She claims the photos ended up being posted on social media
NEW YORK (WABC) -- The widow of a man shot and killed while in the transit system is filing a $28.5 million lawsuit against the MTA on Tuesday.
Jakeba Dockery says an MTA worker took pictures of her husband, 45-year-old Richard Henderson, as he laid dying at a Brooklyn subway station in January.
She claims the photos were then shared in a series of text messages and ended up posted on social media.
"My heart just dropped. It just shot into pieces," she said. "It's like, I just dropped. My, my, my body just went numb."
The image is seared into Dockery's memory forever.
"So, what I saw was, he was laying on his back, you know, in a pool of his own blood," Dockery said. "His head is in front of two seats, his feet towards the door, blood everywhere, like, a lot of blood everywhere."

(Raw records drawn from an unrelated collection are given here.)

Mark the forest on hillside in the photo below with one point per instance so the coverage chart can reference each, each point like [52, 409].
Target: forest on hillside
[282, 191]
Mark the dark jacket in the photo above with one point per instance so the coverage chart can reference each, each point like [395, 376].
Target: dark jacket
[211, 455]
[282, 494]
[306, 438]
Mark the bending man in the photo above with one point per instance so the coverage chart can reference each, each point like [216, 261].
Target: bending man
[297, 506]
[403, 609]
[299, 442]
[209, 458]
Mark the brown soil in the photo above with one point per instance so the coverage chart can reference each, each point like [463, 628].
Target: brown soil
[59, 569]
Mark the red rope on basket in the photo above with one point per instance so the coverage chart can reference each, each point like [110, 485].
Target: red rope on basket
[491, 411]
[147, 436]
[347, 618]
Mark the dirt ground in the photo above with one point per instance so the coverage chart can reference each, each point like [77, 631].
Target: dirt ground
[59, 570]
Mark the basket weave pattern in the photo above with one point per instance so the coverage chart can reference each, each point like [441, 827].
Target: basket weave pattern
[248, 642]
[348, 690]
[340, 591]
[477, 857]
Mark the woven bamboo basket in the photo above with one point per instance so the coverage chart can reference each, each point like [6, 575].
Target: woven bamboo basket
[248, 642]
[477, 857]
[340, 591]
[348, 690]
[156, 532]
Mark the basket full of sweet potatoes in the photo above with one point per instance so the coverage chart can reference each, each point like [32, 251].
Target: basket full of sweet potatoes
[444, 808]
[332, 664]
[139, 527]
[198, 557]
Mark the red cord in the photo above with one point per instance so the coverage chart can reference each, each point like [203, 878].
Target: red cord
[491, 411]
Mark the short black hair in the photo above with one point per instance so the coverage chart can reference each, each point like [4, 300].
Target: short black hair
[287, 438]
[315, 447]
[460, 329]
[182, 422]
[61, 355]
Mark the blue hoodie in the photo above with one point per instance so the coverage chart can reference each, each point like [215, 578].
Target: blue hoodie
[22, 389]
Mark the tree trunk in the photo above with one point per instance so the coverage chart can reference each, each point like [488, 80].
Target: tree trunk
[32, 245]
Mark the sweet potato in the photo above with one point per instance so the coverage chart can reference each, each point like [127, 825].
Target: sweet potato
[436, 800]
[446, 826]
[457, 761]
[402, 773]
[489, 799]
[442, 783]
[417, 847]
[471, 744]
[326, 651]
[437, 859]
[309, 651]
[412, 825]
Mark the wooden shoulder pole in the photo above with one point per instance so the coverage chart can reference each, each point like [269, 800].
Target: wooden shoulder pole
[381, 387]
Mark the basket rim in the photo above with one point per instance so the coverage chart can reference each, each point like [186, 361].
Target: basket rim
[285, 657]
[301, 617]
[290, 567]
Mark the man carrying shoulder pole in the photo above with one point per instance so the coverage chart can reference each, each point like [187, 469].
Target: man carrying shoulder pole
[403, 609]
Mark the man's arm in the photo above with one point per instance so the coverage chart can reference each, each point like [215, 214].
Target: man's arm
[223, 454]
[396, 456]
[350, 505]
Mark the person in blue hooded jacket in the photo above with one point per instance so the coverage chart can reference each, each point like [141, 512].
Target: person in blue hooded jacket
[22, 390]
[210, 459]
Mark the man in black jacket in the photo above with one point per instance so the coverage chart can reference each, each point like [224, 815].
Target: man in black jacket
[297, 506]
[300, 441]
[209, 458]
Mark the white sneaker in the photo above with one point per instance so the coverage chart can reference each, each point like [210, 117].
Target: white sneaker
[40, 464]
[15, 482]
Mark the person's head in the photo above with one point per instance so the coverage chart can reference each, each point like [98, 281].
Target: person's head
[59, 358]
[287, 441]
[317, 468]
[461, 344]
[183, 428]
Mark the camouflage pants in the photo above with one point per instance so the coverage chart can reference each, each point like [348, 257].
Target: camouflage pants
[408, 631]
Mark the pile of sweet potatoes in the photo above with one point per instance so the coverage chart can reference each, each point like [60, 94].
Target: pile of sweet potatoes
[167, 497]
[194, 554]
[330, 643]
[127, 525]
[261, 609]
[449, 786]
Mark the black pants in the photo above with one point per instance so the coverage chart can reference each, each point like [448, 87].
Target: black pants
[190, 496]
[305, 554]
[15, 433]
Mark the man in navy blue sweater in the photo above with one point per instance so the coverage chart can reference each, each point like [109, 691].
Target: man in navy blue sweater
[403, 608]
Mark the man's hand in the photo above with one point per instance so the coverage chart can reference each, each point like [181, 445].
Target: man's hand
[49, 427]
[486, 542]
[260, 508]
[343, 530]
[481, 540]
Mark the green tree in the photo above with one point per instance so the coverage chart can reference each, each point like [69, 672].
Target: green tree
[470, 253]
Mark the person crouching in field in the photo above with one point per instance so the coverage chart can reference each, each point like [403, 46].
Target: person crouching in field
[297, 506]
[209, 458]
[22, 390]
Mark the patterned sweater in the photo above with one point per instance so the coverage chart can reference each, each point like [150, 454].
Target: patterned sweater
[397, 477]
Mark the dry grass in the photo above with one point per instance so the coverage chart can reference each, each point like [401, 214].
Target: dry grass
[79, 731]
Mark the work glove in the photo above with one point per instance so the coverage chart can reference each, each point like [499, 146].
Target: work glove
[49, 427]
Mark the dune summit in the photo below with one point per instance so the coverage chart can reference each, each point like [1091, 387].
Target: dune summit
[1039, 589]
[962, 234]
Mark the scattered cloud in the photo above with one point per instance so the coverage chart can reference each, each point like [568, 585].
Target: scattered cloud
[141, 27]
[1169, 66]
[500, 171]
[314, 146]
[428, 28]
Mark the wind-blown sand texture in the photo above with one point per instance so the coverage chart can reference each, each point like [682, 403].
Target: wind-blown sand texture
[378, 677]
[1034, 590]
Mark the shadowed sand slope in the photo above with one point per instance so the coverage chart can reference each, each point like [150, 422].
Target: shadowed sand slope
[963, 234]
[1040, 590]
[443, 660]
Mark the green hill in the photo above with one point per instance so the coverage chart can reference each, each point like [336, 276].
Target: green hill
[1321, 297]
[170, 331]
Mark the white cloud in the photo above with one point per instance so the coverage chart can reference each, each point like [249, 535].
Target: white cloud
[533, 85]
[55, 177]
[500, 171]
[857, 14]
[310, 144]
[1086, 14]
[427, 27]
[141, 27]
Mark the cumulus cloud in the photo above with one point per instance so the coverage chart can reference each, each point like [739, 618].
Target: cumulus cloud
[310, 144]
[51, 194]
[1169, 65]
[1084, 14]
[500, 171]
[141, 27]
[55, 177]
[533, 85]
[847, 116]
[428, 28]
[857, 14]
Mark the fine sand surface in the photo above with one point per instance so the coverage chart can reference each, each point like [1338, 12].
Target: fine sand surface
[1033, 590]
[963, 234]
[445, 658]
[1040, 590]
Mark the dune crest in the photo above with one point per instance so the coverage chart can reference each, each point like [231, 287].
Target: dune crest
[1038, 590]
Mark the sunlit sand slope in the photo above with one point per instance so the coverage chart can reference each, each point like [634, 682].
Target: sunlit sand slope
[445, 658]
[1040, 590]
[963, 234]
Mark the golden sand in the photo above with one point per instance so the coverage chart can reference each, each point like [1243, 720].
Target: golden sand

Henderson, 45, was killed after he intervened in a dispute between two other passengers over loud music. He was shot in the back and shoulder while riding the Manhattan-bound No. 3 train approaching the Franklin Ave-Medgar Evers College station.
Investigators said he may have lay dying for up to six subway stops before the train rolled into the Franklin Avenue station, where the doors opened up and police found him mortally wounded.
The father of three and grandfather of two worked as a crossing guard at the Avenues The World School, a private school in Chelsea.
Dockery says the amateur photo was nothing more than a macabre souvenir with no investigative purpose, taken out of grisly curiosity.
"You can't have a heart and soul to take pictures of somebody defenseless and just dying like this," she said.
Dockery is suing for the same amount of money that Kobe Bryant's widow, Vanessa Bryant, was awarded for leaked photos of his death scene from a helicopter crash in 2020.
"An employee, according to the information we have, released this photo that was taken by an employee at the scene of this man, at death's door," said Sanford Rubenstein, the family's attorney.
"The whole world saw it," Dockery said. "Yeah, I was getting all kinds of phone calls. Too many saw it from all over the place. It was-it just hurts."
The NYPD says they recovered images of a possible suspect in the shooting through an extensive video canvas and is now attempting to identify him through various means.
The person who was playing the music, which initially sparked the dispute, has not come forward to detectives as a witness. That person is believed to have been with children at the time.